SKOK Wołomin, największa kasa spółdzielcza, upadł w lutym 2015 r. Nieco wcześniej, bo w grudniu 2014 r., czyli ledwie miesiąc po wprowadzeniu zarządcy komisarycznego, KNF złożyła wniosek o zawieszenie działalności i upadłość tej kasy.
Skutki upadłości były dotkliwe: Bankowy Fundusz Gwarancyjny zwrócił 45 tys. deponentom łącznie 2,2 mld zł depozytów (prawie 800 osób miało jednak więcej niż gwarantowane 100 tys. euro i kasa była im winna jeszcze 120 mln zł).

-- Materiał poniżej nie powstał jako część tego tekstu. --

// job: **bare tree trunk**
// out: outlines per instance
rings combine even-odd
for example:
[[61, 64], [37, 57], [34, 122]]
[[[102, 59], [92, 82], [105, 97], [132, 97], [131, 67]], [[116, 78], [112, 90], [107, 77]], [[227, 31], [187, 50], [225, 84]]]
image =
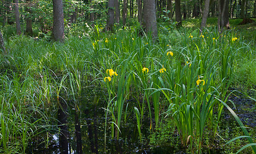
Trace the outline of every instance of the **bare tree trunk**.
[[[26, 0], [26, 3], [28, 4], [28, 6], [26, 9], [26, 12], [28, 12], [29, 15], [31, 15], [31, 9], [30, 9], [30, 6], [31, 6], [31, 0]], [[32, 35], [33, 34], [33, 30], [32, 30], [32, 19], [31, 19], [31, 17], [26, 17], [26, 33], [27, 33], [28, 35]]]
[[245, 8], [245, 4], [246, 3], [246, 0], [242, 0], [242, 6], [241, 6], [241, 18], [244, 19], [245, 18], [245, 13], [244, 13], [244, 8]]
[[237, 4], [237, 0], [235, 0], [233, 3], [232, 4], [232, 8], [230, 10], [230, 18], [233, 18], [234, 16], [234, 10], [235, 10], [235, 4]]
[[141, 26], [143, 22], [143, 7], [141, 0], [137, 0], [137, 5], [138, 6], [138, 21]]
[[126, 15], [127, 15], [127, 0], [123, 0], [123, 25], [126, 24]]
[[254, 1], [253, 16], [256, 17], [256, 1]]
[[114, 3], [115, 3], [114, 0], [108, 0], [108, 18], [107, 26], [106, 26], [107, 31], [112, 31], [112, 28], [113, 26], [114, 19], [115, 19], [115, 12], [113, 10], [113, 8], [115, 6]]
[[117, 23], [120, 22], [120, 10], [119, 10], [119, 2], [118, 0], [115, 0], [115, 21]]
[[202, 14], [201, 26], [200, 28], [201, 31], [202, 31], [206, 26], [207, 17], [209, 14], [210, 1], [210, 0], [205, 0], [204, 13]]
[[17, 35], [21, 34], [21, 23], [19, 22], [19, 0], [14, 0], [15, 21], [16, 22], [16, 31]]
[[64, 15], [62, 0], [52, 0], [54, 8], [54, 39], [56, 41], [64, 42]]
[[146, 32], [151, 33], [152, 40], [157, 38], [157, 15], [155, 0], [144, 0], [143, 7], [143, 19], [146, 25]]
[[3, 37], [3, 35], [1, 31], [0, 31], [0, 46], [1, 46], [0, 49], [3, 51], [3, 53], [6, 53], [6, 49], [5, 49], [5, 47], [4, 38]]
[[167, 0], [167, 10], [169, 10], [170, 12], [168, 13], [169, 19], [172, 19], [172, 0]]
[[181, 0], [175, 0], [175, 20], [177, 22], [177, 27], [182, 26], [181, 22]]

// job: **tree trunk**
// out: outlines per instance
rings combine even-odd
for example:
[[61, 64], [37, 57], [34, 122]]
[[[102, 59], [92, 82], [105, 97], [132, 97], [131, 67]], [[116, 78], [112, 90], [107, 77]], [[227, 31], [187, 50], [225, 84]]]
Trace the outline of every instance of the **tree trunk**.
[[21, 34], [21, 23], [19, 22], [19, 0], [14, 0], [15, 21], [16, 22], [16, 31], [17, 35]]
[[127, 15], [127, 0], [123, 0], [123, 25], [126, 24], [126, 15]]
[[144, 0], [143, 19], [146, 25], [146, 32], [151, 33], [152, 40], [157, 38], [157, 26], [155, 0]]
[[170, 12], [168, 13], [168, 16], [169, 19], [172, 19], [172, 0], [167, 0], [167, 10], [169, 10]]
[[175, 20], [177, 22], [177, 26], [178, 28], [182, 26], [181, 22], [181, 0], [175, 0]]
[[216, 2], [215, 0], [212, 0], [210, 3], [211, 7], [211, 17], [215, 17], [215, 10], [216, 10]]
[[107, 31], [112, 31], [112, 28], [113, 26], [113, 23], [114, 23], [114, 19], [115, 19], [115, 12], [113, 10], [114, 8], [114, 0], [108, 0], [108, 22], [107, 22], [107, 26], [106, 26], [106, 30]]
[[241, 12], [240, 13], [240, 15], [242, 19], [245, 18], [244, 8], [246, 3], [246, 0], [242, 0]]
[[228, 0], [219, 1], [219, 18], [218, 18], [218, 30], [222, 33], [223, 28], [230, 28], [230, 22], [228, 17]]
[[200, 28], [201, 31], [206, 26], [207, 17], [208, 17], [209, 14], [210, 1], [210, 0], [205, 0], [204, 13], [202, 14], [201, 26]]
[[115, 0], [115, 21], [117, 23], [120, 22], [120, 10], [119, 10], [119, 1]]
[[26, 0], [26, 3], [28, 3], [28, 6], [26, 8], [26, 12], [28, 13], [28, 17], [27, 16], [26, 18], [26, 33], [28, 35], [32, 35], [33, 30], [32, 30], [32, 19], [31, 19], [31, 0]]
[[0, 49], [3, 51], [3, 53], [6, 53], [6, 50], [5, 47], [4, 38], [3, 37], [1, 31], [0, 31], [0, 47], [1, 47]]
[[141, 5], [141, 0], [137, 0], [137, 5], [138, 6], [138, 21], [141, 26], [143, 22], [143, 7]]
[[53, 37], [56, 41], [64, 42], [64, 15], [62, 0], [52, 0], [54, 8]]
[[256, 1], [254, 1], [253, 16], [253, 17], [256, 17]]
[[77, 19], [77, 7], [75, 7], [75, 10], [72, 12], [72, 15], [71, 15], [71, 22], [75, 23]]
[[237, 4], [237, 0], [235, 0], [235, 1], [233, 3], [231, 11], [230, 11], [231, 12], [230, 12], [230, 18], [233, 18], [234, 17], [234, 10], [235, 10], [235, 7], [236, 4]]

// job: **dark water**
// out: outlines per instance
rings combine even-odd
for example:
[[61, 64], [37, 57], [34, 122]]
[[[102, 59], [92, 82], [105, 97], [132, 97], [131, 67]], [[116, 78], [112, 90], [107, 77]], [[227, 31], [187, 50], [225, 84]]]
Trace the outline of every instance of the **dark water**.
[[[83, 96], [77, 102], [79, 108], [75, 108], [74, 105], [64, 105], [62, 108], [64, 112], [59, 110], [58, 113], [60, 131], [52, 133], [48, 148], [46, 148], [45, 144], [41, 144], [43, 141], [35, 140], [28, 146], [27, 153], [186, 153], [186, 149], [182, 148], [179, 142], [175, 146], [167, 144], [152, 147], [149, 144], [150, 120], [147, 115], [143, 121], [142, 133], [144, 137], [141, 142], [135, 116], [133, 113], [128, 117], [128, 123], [123, 123], [121, 137], [118, 141], [115, 137], [111, 137], [111, 127], [108, 124], [105, 147], [104, 110], [102, 107], [106, 103], [104, 97], [102, 97], [105, 94], [99, 89], [95, 90], [95, 87], [84, 90]], [[243, 123], [255, 128], [255, 110], [250, 110], [255, 108], [255, 102], [241, 97], [232, 97], [230, 99], [236, 105], [236, 108], [233, 107], [233, 109]], [[128, 103], [133, 103], [132, 101]], [[69, 101], [68, 104], [74, 104], [74, 101]], [[226, 109], [224, 118], [224, 121], [228, 121], [227, 124], [235, 121]], [[108, 122], [112, 121], [110, 119], [107, 120]], [[217, 146], [204, 150], [203, 153], [221, 153], [223, 149]]]

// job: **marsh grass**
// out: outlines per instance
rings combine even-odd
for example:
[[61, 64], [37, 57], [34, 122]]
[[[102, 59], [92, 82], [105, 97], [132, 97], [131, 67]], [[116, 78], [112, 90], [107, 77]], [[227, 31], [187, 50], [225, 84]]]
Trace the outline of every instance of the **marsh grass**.
[[[70, 36], [64, 44], [25, 36], [8, 40], [10, 52], [0, 63], [4, 150], [25, 153], [34, 137], [57, 129], [57, 120], [49, 119], [54, 119], [60, 99], [81, 112], [81, 90], [94, 85], [108, 93], [101, 107], [105, 145], [107, 132], [113, 139], [122, 137], [122, 126], [130, 122], [129, 116], [135, 116], [141, 141], [142, 129], [161, 131], [162, 119], [169, 117], [181, 144], [192, 153], [201, 153], [204, 132], [212, 129], [215, 137], [219, 131], [238, 64], [255, 57], [253, 42], [244, 42], [237, 30], [220, 35], [214, 28], [199, 33], [164, 26], [160, 30], [164, 33], [153, 44], [150, 37], [139, 36], [135, 28], [110, 35], [100, 27], [95, 25], [90, 35]], [[118, 75], [111, 76], [110, 69]], [[146, 117], [150, 121], [143, 126]], [[55, 126], [52, 130], [50, 124]]]

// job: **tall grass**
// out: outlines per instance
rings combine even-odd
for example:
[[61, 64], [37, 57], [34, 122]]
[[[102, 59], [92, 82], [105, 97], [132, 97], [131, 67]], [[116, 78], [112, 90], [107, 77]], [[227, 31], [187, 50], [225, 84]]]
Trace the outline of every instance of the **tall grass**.
[[[70, 37], [64, 44], [23, 36], [10, 40], [10, 55], [1, 57], [0, 64], [4, 150], [22, 139], [16, 151], [25, 153], [30, 139], [48, 131], [39, 128], [54, 124], [48, 121], [55, 117], [59, 99], [74, 100], [68, 105], [80, 112], [81, 90], [93, 84], [108, 94], [102, 107], [105, 143], [108, 131], [112, 138], [122, 136], [132, 112], [141, 141], [142, 128], [157, 131], [167, 114], [181, 144], [201, 153], [206, 128], [213, 130], [213, 137], [217, 131], [235, 64], [241, 56], [253, 56], [241, 55], [246, 47], [242, 38], [235, 31], [220, 35], [215, 29], [202, 33], [173, 30], [153, 44], [150, 37], [140, 37], [135, 29], [108, 35], [99, 27], [90, 37]], [[128, 104], [132, 99], [135, 103]], [[146, 116], [150, 122], [143, 126]]]

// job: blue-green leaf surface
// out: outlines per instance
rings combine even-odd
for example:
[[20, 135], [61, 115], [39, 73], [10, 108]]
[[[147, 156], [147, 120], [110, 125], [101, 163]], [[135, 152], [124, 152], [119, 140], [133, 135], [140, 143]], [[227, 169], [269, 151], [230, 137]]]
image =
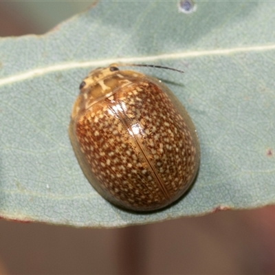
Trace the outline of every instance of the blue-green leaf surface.
[[[275, 6], [269, 1], [98, 1], [43, 36], [0, 39], [0, 216], [74, 226], [144, 223], [275, 202]], [[103, 199], [67, 135], [78, 86], [113, 62], [161, 78], [185, 106], [201, 150], [173, 206], [130, 213]]]

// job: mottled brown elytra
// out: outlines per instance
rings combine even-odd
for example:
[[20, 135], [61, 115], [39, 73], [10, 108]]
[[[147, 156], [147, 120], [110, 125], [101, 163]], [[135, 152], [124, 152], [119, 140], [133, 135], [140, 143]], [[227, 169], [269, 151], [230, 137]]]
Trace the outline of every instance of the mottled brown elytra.
[[94, 188], [135, 211], [162, 208], [182, 196], [197, 173], [199, 144], [168, 87], [111, 64], [91, 71], [80, 89], [69, 133]]

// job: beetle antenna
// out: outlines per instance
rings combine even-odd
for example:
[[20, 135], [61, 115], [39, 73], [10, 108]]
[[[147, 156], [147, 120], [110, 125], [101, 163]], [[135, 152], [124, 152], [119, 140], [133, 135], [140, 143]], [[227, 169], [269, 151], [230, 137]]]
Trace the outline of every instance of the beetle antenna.
[[148, 65], [148, 64], [123, 64], [123, 66], [135, 66], [135, 67], [151, 67], [153, 68], [158, 68], [158, 69], [170, 69], [171, 71], [178, 72], [179, 73], [183, 74], [184, 71], [180, 69], [170, 68], [170, 67], [165, 66], [160, 66], [158, 65]]

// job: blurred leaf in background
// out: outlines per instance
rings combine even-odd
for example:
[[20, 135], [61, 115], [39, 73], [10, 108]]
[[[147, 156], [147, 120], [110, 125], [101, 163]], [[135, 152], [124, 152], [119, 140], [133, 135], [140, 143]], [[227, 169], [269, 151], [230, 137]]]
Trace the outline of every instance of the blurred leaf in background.
[[[177, 1], [99, 1], [44, 36], [0, 40], [0, 216], [116, 227], [274, 203], [275, 6], [196, 5], [186, 14]], [[94, 191], [67, 135], [79, 83], [114, 61], [186, 72], [140, 69], [185, 106], [201, 149], [193, 188], [149, 214], [118, 209]]]

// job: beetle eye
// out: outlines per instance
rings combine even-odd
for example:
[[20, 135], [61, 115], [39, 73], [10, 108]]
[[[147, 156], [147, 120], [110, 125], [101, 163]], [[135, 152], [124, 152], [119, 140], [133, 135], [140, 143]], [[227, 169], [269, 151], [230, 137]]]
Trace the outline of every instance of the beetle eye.
[[110, 67], [110, 71], [111, 72], [114, 72], [114, 71], [119, 71], [120, 69], [117, 67]]
[[80, 85], [80, 86], [79, 86], [79, 89], [80, 90], [82, 88], [83, 88], [83, 87], [84, 87], [85, 85], [86, 85], [86, 82], [84, 82], [84, 81], [82, 81], [82, 82], [81, 82], [81, 84]]

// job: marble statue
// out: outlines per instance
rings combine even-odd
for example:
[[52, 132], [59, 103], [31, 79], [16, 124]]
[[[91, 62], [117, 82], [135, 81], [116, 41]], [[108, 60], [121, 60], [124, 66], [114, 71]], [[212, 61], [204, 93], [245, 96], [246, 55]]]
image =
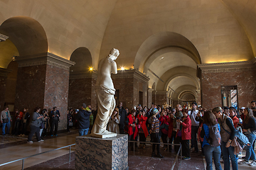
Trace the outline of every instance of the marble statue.
[[117, 74], [114, 60], [119, 55], [119, 50], [113, 48], [110, 54], [100, 60], [98, 66], [97, 79], [95, 85], [97, 98], [97, 114], [91, 132], [92, 137], [106, 138], [116, 137], [117, 134], [107, 130], [107, 125], [115, 107], [113, 81], [111, 74]]

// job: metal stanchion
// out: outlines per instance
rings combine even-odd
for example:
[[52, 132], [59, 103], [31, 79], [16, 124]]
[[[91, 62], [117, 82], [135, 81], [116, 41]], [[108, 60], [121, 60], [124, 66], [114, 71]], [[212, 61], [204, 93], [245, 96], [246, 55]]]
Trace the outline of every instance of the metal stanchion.
[[71, 146], [70, 146], [70, 158], [69, 158], [69, 159], [70, 162], [70, 160], [71, 160]]
[[25, 162], [25, 159], [22, 159], [22, 170], [24, 169], [24, 162]]

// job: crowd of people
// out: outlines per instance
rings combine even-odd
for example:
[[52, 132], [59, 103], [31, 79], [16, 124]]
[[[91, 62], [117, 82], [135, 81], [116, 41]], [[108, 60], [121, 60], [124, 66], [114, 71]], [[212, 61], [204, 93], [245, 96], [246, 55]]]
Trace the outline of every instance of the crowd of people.
[[[152, 144], [152, 157], [163, 158], [159, 152], [160, 140], [164, 143], [164, 151], [178, 154], [179, 145], [164, 144], [181, 144], [183, 159], [191, 159], [191, 152], [198, 153], [201, 144], [201, 152], [206, 157], [207, 169], [212, 169], [213, 159], [215, 169], [230, 169], [231, 161], [233, 169], [238, 169], [238, 164], [256, 166], [254, 152], [256, 139], [255, 101], [251, 108], [215, 107], [212, 110], [198, 107], [196, 102], [192, 107], [178, 104], [176, 108], [162, 108], [151, 105], [150, 108], [124, 108], [122, 103], [114, 109], [108, 125], [108, 130], [117, 133], [128, 134], [129, 141], [139, 140], [139, 148], [145, 149], [146, 138], [149, 135]], [[119, 130], [117, 127], [119, 126]], [[245, 146], [245, 157], [238, 161], [238, 153], [234, 152], [236, 147], [238, 131], [242, 132], [250, 144]], [[234, 142], [235, 141], [235, 142]], [[190, 145], [191, 144], [191, 145]], [[133, 149], [134, 142], [129, 147]], [[243, 147], [243, 146], [240, 146]], [[156, 152], [155, 148], [156, 147]], [[252, 160], [249, 162], [249, 160]]]
[[[12, 130], [10, 132], [12, 118], [9, 106], [6, 106], [4, 110], [1, 112], [2, 135], [11, 135], [11, 133], [13, 135], [19, 137], [28, 135], [28, 142], [33, 143], [32, 137], [36, 134], [38, 142], [43, 142], [41, 138], [48, 134], [48, 131], [50, 131], [51, 137], [58, 136], [60, 117], [60, 112], [55, 106], [50, 113], [46, 108], [41, 110], [39, 107], [36, 107], [32, 113], [28, 112], [28, 108], [23, 108], [21, 111], [15, 109], [15, 121]], [[6, 127], [7, 127], [6, 132]]]
[[[150, 136], [152, 144], [151, 157], [163, 158], [160, 153], [160, 140], [164, 143], [164, 150], [178, 154], [179, 145], [182, 146], [183, 159], [191, 159], [191, 152], [198, 153], [198, 142], [201, 144], [201, 154], [206, 157], [207, 169], [212, 169], [213, 160], [215, 169], [221, 169], [220, 162], [224, 163], [224, 169], [230, 169], [231, 161], [233, 169], [238, 169], [238, 164], [256, 166], [254, 152], [256, 139], [256, 104], [251, 102], [251, 108], [242, 107], [238, 110], [233, 107], [215, 107], [208, 110], [198, 107], [193, 102], [191, 108], [178, 104], [176, 108], [161, 108], [152, 103], [151, 108], [141, 105], [129, 110], [124, 108], [120, 102], [110, 118], [107, 130], [121, 134], [127, 134], [129, 141], [138, 141], [139, 149], [145, 149], [145, 142]], [[16, 120], [12, 133], [15, 135], [28, 135], [28, 142], [33, 142], [32, 137], [36, 133], [38, 142], [50, 130], [50, 135], [57, 136], [60, 114], [56, 107], [48, 113], [47, 109], [35, 108], [32, 114], [28, 108], [22, 111], [15, 110]], [[97, 110], [91, 110], [90, 106], [82, 104], [80, 109], [70, 108], [67, 110], [67, 130], [71, 127], [78, 129], [79, 135], [90, 133]], [[12, 121], [9, 107], [1, 112], [2, 135], [9, 133]], [[30, 124], [28, 124], [30, 123]], [[6, 126], [7, 132], [6, 133]], [[238, 161], [235, 143], [238, 131], [242, 132], [250, 143], [245, 146], [246, 151], [243, 160]], [[173, 147], [173, 144], [176, 144]], [[134, 142], [129, 147], [133, 149]], [[190, 145], [191, 144], [191, 145]], [[240, 146], [243, 147], [243, 146]], [[249, 160], [252, 160], [249, 162]]]

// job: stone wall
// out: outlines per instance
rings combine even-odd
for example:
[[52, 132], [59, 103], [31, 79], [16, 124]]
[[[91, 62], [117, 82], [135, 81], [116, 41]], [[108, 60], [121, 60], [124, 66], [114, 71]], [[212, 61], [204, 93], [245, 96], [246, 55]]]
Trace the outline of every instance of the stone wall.
[[92, 109], [97, 107], [95, 85], [96, 79], [92, 77], [70, 79], [68, 91], [68, 107], [80, 108], [82, 103], [90, 105]]
[[201, 68], [202, 106], [208, 109], [222, 106], [220, 86], [238, 86], [238, 106], [250, 107], [250, 102], [256, 100], [254, 63], [252, 60], [208, 67], [204, 64]]
[[[112, 74], [114, 86], [119, 90], [119, 101], [124, 108], [131, 109], [138, 104], [147, 106], [147, 86], [149, 79], [137, 70], [119, 71]], [[143, 93], [143, 103], [139, 103], [139, 91]], [[118, 103], [117, 103], [118, 104]]]

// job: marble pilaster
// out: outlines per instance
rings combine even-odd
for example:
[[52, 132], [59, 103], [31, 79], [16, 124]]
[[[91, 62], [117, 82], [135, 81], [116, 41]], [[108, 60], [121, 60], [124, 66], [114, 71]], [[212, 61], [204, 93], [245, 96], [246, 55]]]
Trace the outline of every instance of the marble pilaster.
[[104, 139], [90, 135], [77, 137], [75, 169], [128, 169], [128, 135]]
[[151, 103], [153, 102], [152, 101], [152, 92], [153, 92], [154, 89], [151, 89], [151, 88], [149, 88], [148, 89], [148, 104], [147, 104], [147, 107], [148, 108], [150, 108], [151, 107]]
[[203, 107], [222, 106], [221, 86], [238, 86], [238, 106], [250, 107], [256, 98], [255, 61], [199, 64]]
[[0, 68], [0, 110], [4, 110], [6, 89], [7, 74], [11, 72], [6, 69]]
[[[119, 70], [112, 75], [114, 86], [119, 91], [117, 101], [123, 103], [124, 108], [131, 108], [141, 104], [147, 106], [147, 89], [149, 78], [137, 69]], [[142, 92], [139, 103], [139, 92]]]
[[96, 72], [70, 72], [68, 91], [68, 106], [81, 108], [82, 103], [90, 105], [92, 110], [97, 109], [97, 97], [95, 85]]
[[16, 57], [18, 62], [15, 107], [39, 106], [49, 111], [56, 106], [60, 113], [58, 130], [66, 129], [69, 67], [75, 63], [46, 52]]

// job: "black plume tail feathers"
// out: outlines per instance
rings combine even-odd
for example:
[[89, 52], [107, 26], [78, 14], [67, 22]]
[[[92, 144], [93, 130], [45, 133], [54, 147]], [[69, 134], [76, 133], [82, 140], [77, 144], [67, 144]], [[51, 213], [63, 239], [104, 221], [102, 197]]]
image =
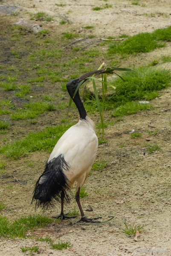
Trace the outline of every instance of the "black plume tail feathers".
[[64, 200], [70, 201], [69, 180], [64, 170], [69, 171], [70, 166], [61, 154], [47, 162], [43, 173], [36, 182], [32, 203], [36, 200], [35, 207], [40, 205], [47, 208], [54, 205], [55, 201], [61, 201], [61, 194], [64, 195]]

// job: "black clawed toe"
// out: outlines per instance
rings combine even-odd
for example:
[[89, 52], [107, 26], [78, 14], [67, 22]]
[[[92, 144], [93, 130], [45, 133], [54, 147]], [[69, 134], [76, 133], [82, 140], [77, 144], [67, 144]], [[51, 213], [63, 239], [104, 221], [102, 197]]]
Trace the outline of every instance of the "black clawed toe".
[[78, 222], [80, 222], [80, 221], [84, 221], [84, 222], [100, 223], [100, 221], [93, 221], [93, 220], [98, 220], [101, 218], [101, 217], [96, 217], [96, 218], [87, 218], [86, 216], [84, 216], [83, 217], [81, 217], [80, 220], [78, 221]]
[[61, 218], [61, 220], [64, 220], [66, 218], [76, 218], [77, 216], [76, 215], [74, 215], [73, 216], [68, 216], [67, 214], [68, 213], [67, 213], [67, 214], [60, 214], [58, 216], [52, 216], [52, 218]]

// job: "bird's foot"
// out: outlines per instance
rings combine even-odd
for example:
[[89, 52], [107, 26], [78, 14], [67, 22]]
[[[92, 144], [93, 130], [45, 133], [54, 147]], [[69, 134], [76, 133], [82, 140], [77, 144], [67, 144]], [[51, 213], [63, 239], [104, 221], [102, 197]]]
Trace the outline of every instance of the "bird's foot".
[[94, 220], [98, 220], [99, 218], [102, 218], [102, 217], [96, 217], [95, 218], [87, 218], [86, 216], [83, 216], [81, 217], [79, 221], [78, 221], [78, 222], [80, 222], [80, 221], [84, 221], [84, 222], [93, 222], [93, 223], [97, 223], [97, 222], [100, 222], [99, 221], [94, 221]]
[[64, 214], [64, 213], [61, 213], [58, 215], [57, 216], [52, 216], [52, 218], [61, 218], [61, 220], [64, 220], [66, 218], [76, 218], [77, 216], [76, 215], [74, 215], [73, 216], [68, 216], [67, 214], [68, 213], [67, 213], [66, 214]]

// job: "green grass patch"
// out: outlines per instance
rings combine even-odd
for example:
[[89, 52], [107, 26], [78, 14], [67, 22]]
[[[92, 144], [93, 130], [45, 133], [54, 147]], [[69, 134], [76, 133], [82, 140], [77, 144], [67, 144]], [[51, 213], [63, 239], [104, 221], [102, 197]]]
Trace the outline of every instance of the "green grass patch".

Jeszcze pod koniec czerwca 2014 r. suma bilansowa SKOK Wołomin wynosiła 3,1 mld zł, portfel kredytowy 2,4 mld zł, a depozyty 2,7 mld zł (dla porównania obecnie cały sektor SKOK ma 6,1 mld zł kredytów i 9,4 mld zł depozytów). Szkoda z tytułu niespłaconych pożyczek i kredytów, jak wynika z danych prokuratury, wyniosła około 3 mld zł. To właśnie fatalna jakość kredytów, czyli ogromny udział tych niespłacanych, była głównym powodem niewypłacalności wołomińskiej kasy (jej zobowiązania wyraźnie przekraczały aktywa). Problemy zaczęły się jednak wiele lat wcześniej.
W lutym 2015 r. KNF twierdziła, że dokumenty odnalezione przez zarządcę komisarycznego wskazywały, iż Kasa Krajowa, która do momentu objęcia nadzorem sektora SKOK przez KNF kontrolowała kasy, wiedziała o procederze wyłudzeń kredytów już od 2008 r. Jak podawał „Puls Biznesu", wskaźnik kredytów przeterminowanych wzrósł od końca 2012 r. do września 2014 z ledwo 5,8 proc. do 38 proc., a w momencie upadłości wynosił aż 93 proc. (dla porównania, w bankach sięgał ok. 8 proc.). „PB" pisał, że Kasa Krajowa nie zawiadomiła prokuratury (KK twierdzi, że nie było podstaw). KNF w latach 2013–2014 robiła to kilkakrotnie.